Nocturnal Refreshment.
In the year 1836 the speed of some of the mail-coaches was nearly ten miles an hour, including stoppages, and this was kept up over very long distances. From Edinburgh to London, a distance of 400 miles, the time allowed was forty-five and a half hours; in the opposite direction the time was curtailed to forty-two and a half hours. From London to York, 197 miles, twenty hours were allowed; London to Manchester, 185 miles, nineteen hours; London to Exeter, 176 miles, nineteen hours; London to Holyhead, 259 miles, twenty-seven hours; London to Devonport, 216 miles, twenty-one hours. But in the earlier days of the mail-coach, travelling was much less rapid; for we find that in 1804 the mail-coach from Perth to Edinburgh, a distance by way of Fife of 40 miles, took eight hours for the journey, including stoppages and the transit by Ferry across the Forth—that is, at the rate of five miles an hour. The mail-guards rode about twelve hours at a stretch—quite long enough, in all conscience, on a wet or frosty night.
But though in the earlier days of the mail-coaches the speed achieved by them, even on the main lines, was probably not more than seven or eight miles an hour, the people at head-quarters would seem to have regarded this as a thing not to be trifled with; for in a Postmaster-General's minute of 1791, directing that, owing to the frequent robberies, a caution should be given to the public against sending bank notes otherwise than in halves, the following bit of advice is added. The minute directs that the notice shall contain "also a printed caution at the foot of the Table, directing all persons to avoid, as far as may be, sending any cash by the post, partly from the prejudice it does the coin by the friction it occasions from the great expedition with which it is conveyed, and especially as the cash is so liable to fall out of the letter by jolting, and to be found at the bottom of the bag," &c. It would be a species of high treason to treat with levity any kind of expression or decision proceeding from a reigning Postmaster-General, but at this safe distance of time we may venture to smile at the idea here propounded, that coins would seriously suffer by sweating in a mail-bag conveyed by coach at the surprising rate of eight miles an hour. Such ill-founded apprehensions of the mail-coach speed were not, however, confined to post officials, for Lord Campbell was frequently warned against the danger of travelling in this way, and instances were cited to him in which passengers died from apoplexy induced by the rapidity with which these vehicles travelled!

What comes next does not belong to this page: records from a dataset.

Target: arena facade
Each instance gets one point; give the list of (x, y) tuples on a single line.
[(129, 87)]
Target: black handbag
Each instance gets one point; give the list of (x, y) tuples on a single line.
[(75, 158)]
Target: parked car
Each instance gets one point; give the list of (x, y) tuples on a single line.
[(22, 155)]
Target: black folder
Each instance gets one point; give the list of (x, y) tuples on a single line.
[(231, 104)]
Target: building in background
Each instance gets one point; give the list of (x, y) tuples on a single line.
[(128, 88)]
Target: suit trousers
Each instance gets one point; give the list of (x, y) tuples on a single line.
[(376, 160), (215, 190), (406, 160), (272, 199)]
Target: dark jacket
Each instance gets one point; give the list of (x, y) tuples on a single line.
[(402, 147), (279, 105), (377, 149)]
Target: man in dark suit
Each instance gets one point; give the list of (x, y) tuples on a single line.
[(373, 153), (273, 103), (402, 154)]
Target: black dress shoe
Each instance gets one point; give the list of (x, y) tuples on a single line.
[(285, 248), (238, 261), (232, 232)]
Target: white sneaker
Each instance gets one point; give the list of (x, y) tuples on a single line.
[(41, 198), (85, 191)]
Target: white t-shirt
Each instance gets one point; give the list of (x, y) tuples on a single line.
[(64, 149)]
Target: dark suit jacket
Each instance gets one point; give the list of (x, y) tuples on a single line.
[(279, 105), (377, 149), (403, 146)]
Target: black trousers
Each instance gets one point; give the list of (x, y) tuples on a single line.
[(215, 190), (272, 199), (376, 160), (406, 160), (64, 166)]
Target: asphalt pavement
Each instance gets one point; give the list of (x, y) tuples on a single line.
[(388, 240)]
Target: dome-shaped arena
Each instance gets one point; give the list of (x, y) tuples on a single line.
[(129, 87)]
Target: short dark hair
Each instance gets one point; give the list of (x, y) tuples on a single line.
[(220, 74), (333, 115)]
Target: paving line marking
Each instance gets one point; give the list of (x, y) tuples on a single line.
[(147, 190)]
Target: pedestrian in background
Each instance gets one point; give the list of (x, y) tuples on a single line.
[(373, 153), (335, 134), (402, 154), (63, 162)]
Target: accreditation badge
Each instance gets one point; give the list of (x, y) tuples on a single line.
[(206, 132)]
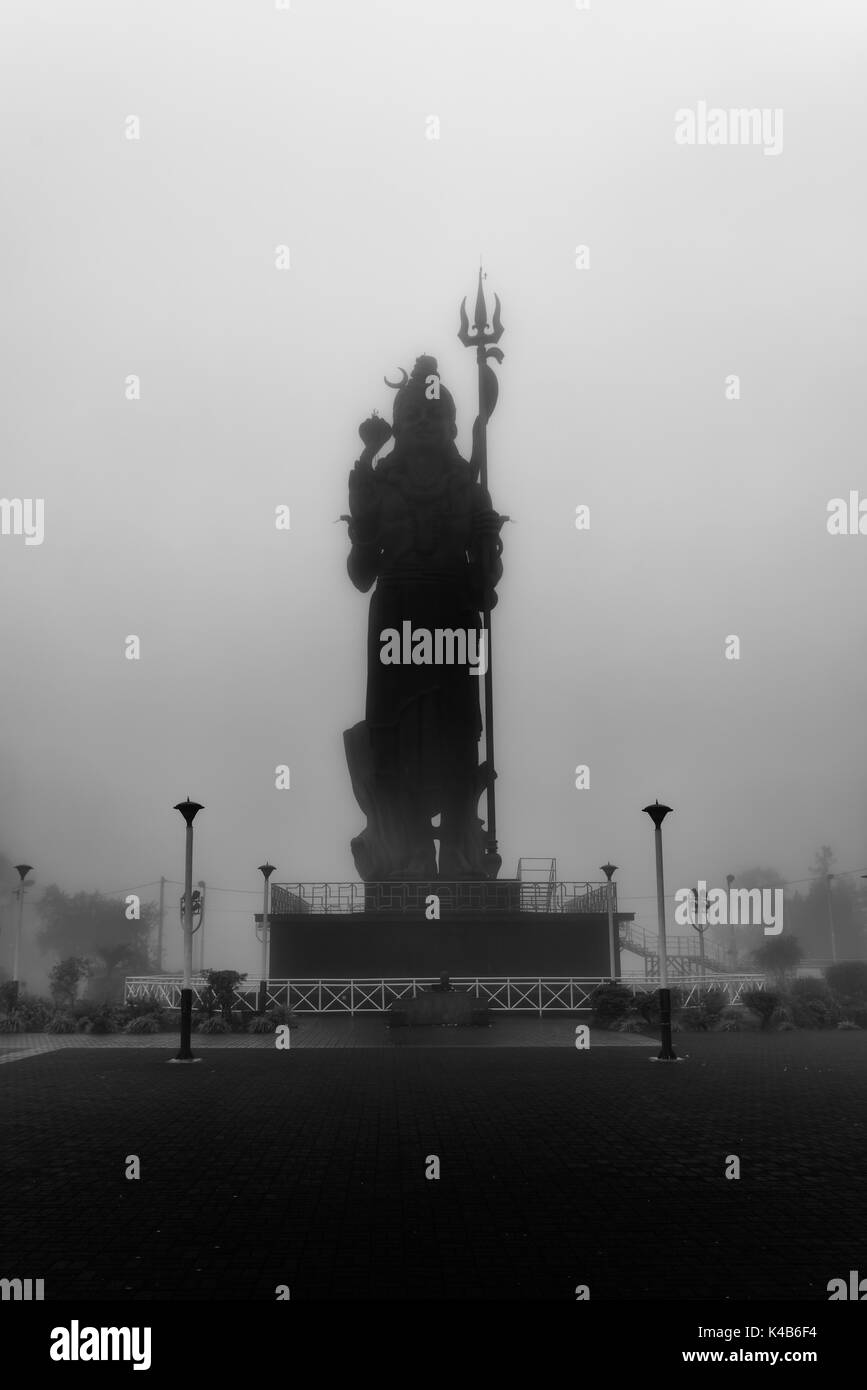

An incident of a romantic nature happened about the year 1780 in connection with the stage-coach (not a mail-coach, however, be it noted) running between Edinburgh and Glasgow at that period. The stage-coach, drawn by four horses, had been on the road for many years, having been established about the year 1758. The time occupied in the journey was twelve hours; nor, down to the period in question, had any acceleration taken place. A young lady of Glasgow, of distinguished beauty, having to travel to Edinburgh, a lover whose suit towards her had not hitherto proved successful, took the remaining tickets for the journey, and so became her sole companion on the way. By assiduous attentions, and all the winsome ways which the tender passion knows to suggest, as well as by earnestness of pursuit, the lover won the lady to his favour, and she soon thereafter became his wife. But the full day did not justify the brightness of the morning: the husband failed to prove himself worthy of his good fortune; "and the lady, in a state worse than widowhood, was, a few years after, the subject of the celebrated Clarinda correspondence of Burns."